SADD album_photo_map:photo_id album_id

Use a List(Redis suports list) to store last uploaded photos and update the list when a new photo is uploaded:

ret = r.lpush("upload:last_upload_times", photo_id) // update list
ret = r.ltrim("upload:last_upload_times", 0, N-1) // control list length

then, if we want to get the last uploaded N photos with album data:

last_uploaded_photo_list = r.lrange("upload:last_upload_times", 0, N-1) last_uploaded_photo_with_album_list = [(photo_id, album_id) for photo_id in last_uploaded_photo_list for album_id in r.smembers(photo_id)]



回答3:

Using DynamoDB, the "schema" for the photos table could be:

Album_Photo

  • Album ID(String, Primary key)
  • Photo ID(Number, Range key)
  • ... Others fields

Now, where i wrote Other Fields you could save all Photo data and save another request for the proper data table, but this would create redundant data if photo exists in many albuns.

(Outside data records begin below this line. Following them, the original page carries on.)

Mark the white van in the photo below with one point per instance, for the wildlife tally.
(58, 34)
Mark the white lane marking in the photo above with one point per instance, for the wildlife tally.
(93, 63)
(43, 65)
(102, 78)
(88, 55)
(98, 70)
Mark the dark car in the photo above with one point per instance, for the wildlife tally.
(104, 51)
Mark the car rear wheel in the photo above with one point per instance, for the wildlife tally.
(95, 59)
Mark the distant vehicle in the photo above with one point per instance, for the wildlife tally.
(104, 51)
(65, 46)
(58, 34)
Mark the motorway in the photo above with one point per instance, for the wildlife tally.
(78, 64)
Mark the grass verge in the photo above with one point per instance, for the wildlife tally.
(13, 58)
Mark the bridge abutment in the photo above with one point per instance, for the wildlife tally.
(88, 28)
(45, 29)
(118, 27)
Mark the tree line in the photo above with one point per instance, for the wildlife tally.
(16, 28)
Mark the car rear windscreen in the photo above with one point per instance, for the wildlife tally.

You could save all photo data in this table for the "main" album, and in the others albuns use an column to specify is the main album ID. As NoSQL databas dont need an strict schema, no column is necessary in an table.

If photoID has somehow an auto-increment behaviour you can easily get the last X pictures of an album. if not, you could use the Date as Range Key, and photo ID as an column. Is also an good idea use your range key reversed, to query the last row easily.